Mr. Maccallum was born April 10, 1922, in Cambridge, Mass., son of the late Dugald and Kate Maccallum.
He grew up in Arlington, Mass., and attended Tufts University, Harvard Divinity School and the Pacific School of Religion in Berkley, Calif. He attended Andover-Newton Theological School and received his doctorate in 1990.
Mr. Maccallum had an interesting career. He became an ordained minister in 1946. He served churches in California and Winchester, Mass. He was the minister of the Belleville Church in Newburyport in the early 1950s and then went to Dover, Del., as minister of People's Congregational Church in 1961.

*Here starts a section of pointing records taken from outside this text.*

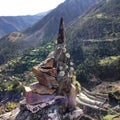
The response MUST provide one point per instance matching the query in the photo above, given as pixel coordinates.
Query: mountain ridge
(10, 24)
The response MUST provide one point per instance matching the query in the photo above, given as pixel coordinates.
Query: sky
(26, 7)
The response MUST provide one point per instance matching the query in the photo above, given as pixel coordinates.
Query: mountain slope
(17, 23)
(46, 28)
(102, 21)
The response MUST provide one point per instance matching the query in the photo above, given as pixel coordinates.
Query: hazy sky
(26, 7)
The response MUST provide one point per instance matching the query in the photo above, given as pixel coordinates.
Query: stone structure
(56, 79)
(57, 95)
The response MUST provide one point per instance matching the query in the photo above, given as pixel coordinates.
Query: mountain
(94, 40)
(10, 24)
(46, 28)
(101, 21)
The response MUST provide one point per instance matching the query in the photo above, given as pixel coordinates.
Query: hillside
(10, 24)
(43, 31)
(101, 21)
(92, 40)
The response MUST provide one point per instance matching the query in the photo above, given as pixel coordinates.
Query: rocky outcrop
(57, 95)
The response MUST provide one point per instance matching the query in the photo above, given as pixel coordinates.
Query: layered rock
(57, 94)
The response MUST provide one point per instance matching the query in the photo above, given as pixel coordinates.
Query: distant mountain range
(10, 24)
(84, 19)
(46, 29)
(101, 21)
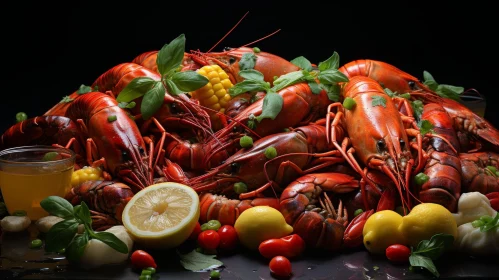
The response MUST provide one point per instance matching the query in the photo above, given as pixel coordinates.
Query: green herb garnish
(429, 250)
(446, 91)
(378, 101)
(63, 235)
(173, 81)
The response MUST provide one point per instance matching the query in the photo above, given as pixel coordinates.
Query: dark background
(50, 49)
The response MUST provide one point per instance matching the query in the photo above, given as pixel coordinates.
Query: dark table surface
(17, 261)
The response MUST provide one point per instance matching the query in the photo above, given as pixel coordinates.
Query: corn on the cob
(87, 173)
(214, 94)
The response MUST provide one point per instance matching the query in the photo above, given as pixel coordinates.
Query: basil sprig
(63, 235)
(446, 91)
(429, 250)
(327, 74)
(173, 81)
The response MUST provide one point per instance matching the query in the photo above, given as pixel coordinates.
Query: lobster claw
(494, 200)
(353, 234)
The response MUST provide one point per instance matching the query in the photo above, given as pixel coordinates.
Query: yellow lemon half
(162, 215)
(381, 230)
(260, 223)
(426, 220)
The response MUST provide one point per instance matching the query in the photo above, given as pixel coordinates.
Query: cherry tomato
(195, 232)
(398, 253)
(209, 239)
(228, 237)
(141, 260)
(280, 266)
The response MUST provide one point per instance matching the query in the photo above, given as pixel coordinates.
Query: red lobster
(378, 141)
(478, 174)
(443, 166)
(107, 198)
(114, 140)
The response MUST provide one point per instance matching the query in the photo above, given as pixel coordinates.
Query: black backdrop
(50, 49)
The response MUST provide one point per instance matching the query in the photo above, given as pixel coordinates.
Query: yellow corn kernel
(213, 95)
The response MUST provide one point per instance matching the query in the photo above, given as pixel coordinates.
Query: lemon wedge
(162, 215)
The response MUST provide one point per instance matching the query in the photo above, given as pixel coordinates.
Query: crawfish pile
(362, 136)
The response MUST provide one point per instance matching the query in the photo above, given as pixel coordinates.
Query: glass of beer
(29, 174)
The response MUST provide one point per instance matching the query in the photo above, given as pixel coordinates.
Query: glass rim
(29, 148)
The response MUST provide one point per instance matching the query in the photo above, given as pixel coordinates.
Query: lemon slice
(162, 215)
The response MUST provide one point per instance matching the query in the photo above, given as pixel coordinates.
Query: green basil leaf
(303, 63)
(57, 206)
(84, 89)
(288, 79)
(60, 235)
(251, 74)
(425, 262)
(83, 214)
(332, 62)
(316, 89)
(248, 61)
(431, 84)
(434, 247)
(66, 99)
(378, 101)
(112, 241)
(171, 55)
(188, 81)
(332, 76)
(136, 88)
(171, 88)
(272, 105)
(428, 77)
(389, 92)
(152, 101)
(248, 86)
(77, 247)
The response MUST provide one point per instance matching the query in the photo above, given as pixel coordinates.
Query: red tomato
(195, 232)
(141, 259)
(398, 253)
(228, 237)
(280, 266)
(209, 239)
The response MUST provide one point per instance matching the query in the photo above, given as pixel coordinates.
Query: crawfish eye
(234, 167)
(381, 145)
(124, 155)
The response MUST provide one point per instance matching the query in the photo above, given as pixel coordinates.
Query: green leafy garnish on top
(328, 77)
(173, 81)
(447, 91)
(429, 250)
(63, 235)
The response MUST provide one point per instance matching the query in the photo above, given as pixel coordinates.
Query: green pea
(421, 178)
(112, 118)
(246, 141)
(211, 224)
(477, 223)
(151, 269)
(215, 274)
(19, 213)
(358, 212)
(270, 152)
(240, 187)
(21, 116)
(37, 243)
(349, 103)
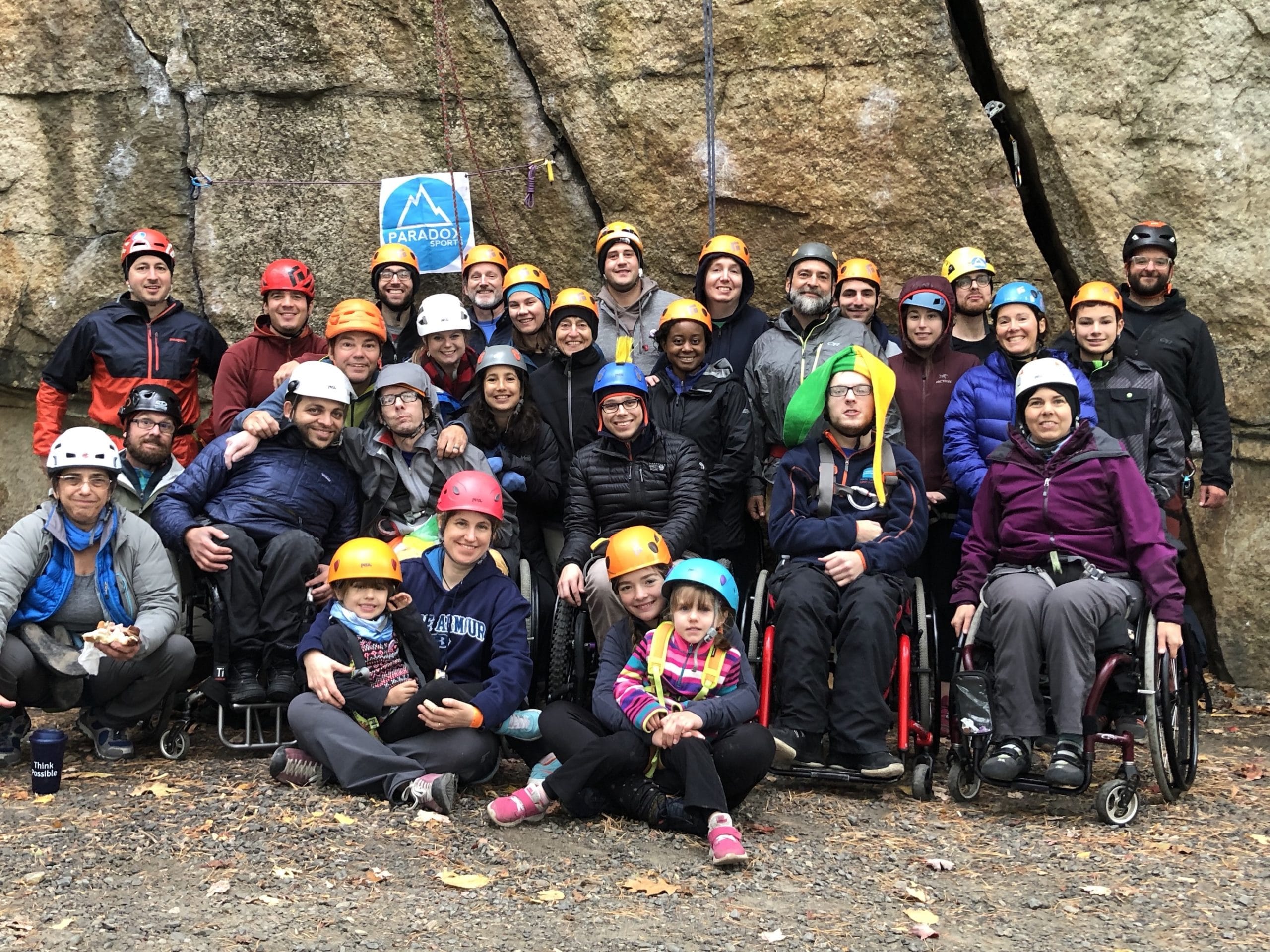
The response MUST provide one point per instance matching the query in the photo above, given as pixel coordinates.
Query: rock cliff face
(858, 123)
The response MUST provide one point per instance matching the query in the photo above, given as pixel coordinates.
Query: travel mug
(48, 751)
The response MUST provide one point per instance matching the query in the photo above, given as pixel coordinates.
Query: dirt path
(210, 855)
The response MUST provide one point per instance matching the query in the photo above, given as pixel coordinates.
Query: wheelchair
(1170, 688)
(913, 692)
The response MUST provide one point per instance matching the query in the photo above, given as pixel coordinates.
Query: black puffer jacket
(656, 480)
(562, 389)
(714, 413)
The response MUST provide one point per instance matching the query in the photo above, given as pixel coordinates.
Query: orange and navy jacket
(799, 534)
(117, 348)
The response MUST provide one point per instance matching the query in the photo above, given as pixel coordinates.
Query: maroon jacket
(924, 386)
(1086, 500)
(247, 371)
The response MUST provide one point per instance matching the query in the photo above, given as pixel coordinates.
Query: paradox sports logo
(420, 211)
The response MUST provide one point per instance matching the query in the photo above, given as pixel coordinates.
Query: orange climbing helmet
(1098, 293)
(356, 314)
(483, 254)
(684, 309)
(860, 270)
(287, 275)
(365, 559)
(636, 547)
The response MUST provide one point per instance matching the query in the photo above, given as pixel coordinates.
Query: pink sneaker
(529, 804)
(726, 847)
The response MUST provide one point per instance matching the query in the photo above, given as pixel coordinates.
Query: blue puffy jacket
(284, 485)
(980, 412)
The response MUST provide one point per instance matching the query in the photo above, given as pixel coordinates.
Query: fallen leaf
(464, 881)
(649, 887)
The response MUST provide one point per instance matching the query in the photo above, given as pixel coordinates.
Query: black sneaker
(1066, 766)
(281, 685)
(1009, 762)
(244, 683)
(877, 766)
(797, 748)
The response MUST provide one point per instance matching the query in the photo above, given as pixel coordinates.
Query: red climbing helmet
(473, 490)
(287, 275)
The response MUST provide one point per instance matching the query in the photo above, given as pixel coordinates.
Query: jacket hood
(747, 284)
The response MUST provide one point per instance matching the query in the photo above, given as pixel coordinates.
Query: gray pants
(1030, 620)
(120, 695)
(364, 765)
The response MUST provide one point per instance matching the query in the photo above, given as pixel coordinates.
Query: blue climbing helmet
(1019, 293)
(708, 574)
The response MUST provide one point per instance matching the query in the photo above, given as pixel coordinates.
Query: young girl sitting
(671, 688)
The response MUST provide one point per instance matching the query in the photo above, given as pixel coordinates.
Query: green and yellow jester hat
(807, 405)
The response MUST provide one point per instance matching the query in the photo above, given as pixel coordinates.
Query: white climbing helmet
(443, 313)
(318, 379)
(83, 446)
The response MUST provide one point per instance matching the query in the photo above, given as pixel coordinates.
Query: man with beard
(844, 578)
(267, 529)
(1160, 332)
(484, 268)
(969, 272)
(806, 334)
(150, 419)
(631, 304)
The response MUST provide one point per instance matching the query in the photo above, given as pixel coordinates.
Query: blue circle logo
(421, 215)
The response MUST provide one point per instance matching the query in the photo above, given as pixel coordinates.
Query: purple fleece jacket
(1087, 500)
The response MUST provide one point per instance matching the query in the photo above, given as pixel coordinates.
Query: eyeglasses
(73, 480)
(409, 397)
(145, 423)
(859, 390)
(631, 405)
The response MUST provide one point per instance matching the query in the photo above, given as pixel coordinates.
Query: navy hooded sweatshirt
(479, 627)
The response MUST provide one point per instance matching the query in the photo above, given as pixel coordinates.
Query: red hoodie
(924, 386)
(247, 371)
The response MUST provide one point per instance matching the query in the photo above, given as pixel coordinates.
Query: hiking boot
(434, 791)
(295, 767)
(1009, 762)
(244, 683)
(797, 748)
(1066, 765)
(281, 685)
(13, 729)
(110, 743)
(877, 766)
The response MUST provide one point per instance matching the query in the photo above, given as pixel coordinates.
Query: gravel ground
(209, 853)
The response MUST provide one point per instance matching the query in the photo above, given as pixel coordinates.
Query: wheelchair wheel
(758, 608)
(1117, 803)
(963, 782)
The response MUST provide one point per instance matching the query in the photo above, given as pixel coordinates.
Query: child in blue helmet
(670, 692)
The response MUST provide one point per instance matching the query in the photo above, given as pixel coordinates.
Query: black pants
(264, 592)
(815, 616)
(938, 568)
(710, 774)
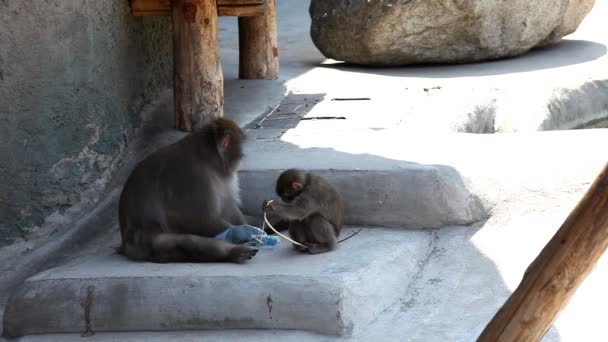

In 1967, he initiated the merger of the United Church of Christ and United Presbyterian congregations in Rockville, Md., and established the United Church Center for Community Ministries, which he directed for five years. It was probably the first in the U.S. to be a community ministry aimed at bringing ecumenical social concerns to bear on the policies and programs of local governments and also developing ecumenical services to meeting community needs.
Mr. Maccallum became deeply involved with the problems of juvenile delinquency and drug abuse during his directorship, and in 1971 he was appointed director of the newly legislated Montgomery County Office of Drug Control in Maryland.
His academic experience included extensive study of criminology at the University of Maryland Graduate School and drug abuse studies at San Francisco State College.
Many of Mr. Maccallum's articles have been published in church journals and his lectures on drug issues were published by Montgomery College. He taught several community services courses there and gave many lectures and presentations, particularly in relation to youth problems and drug abuse issues.
In addition to his parents, he was preceded in death by his former wife, Alyce Maccallum Courtney, in 1998.
He is survived by a daughter, Priscilla Maccallum of Hampton; a son and a daughter-in-law, Victor and Barbara Maccallum of Glen Burnie, Md.; a sister and a brother-in-law, Susan and Richard Erickson; two nieces and their families, Sheila Pichette and Lisa Barretto; and family in Canada and England.
Celebration of life services will be 2 p.m. Saturday in Exeter Congregational Church, Exeter, N.H.
Instead of flowers, the family suggests memorial contributions to Exeter Congregational Church or the Kaplan Family Hospice House, Danvers.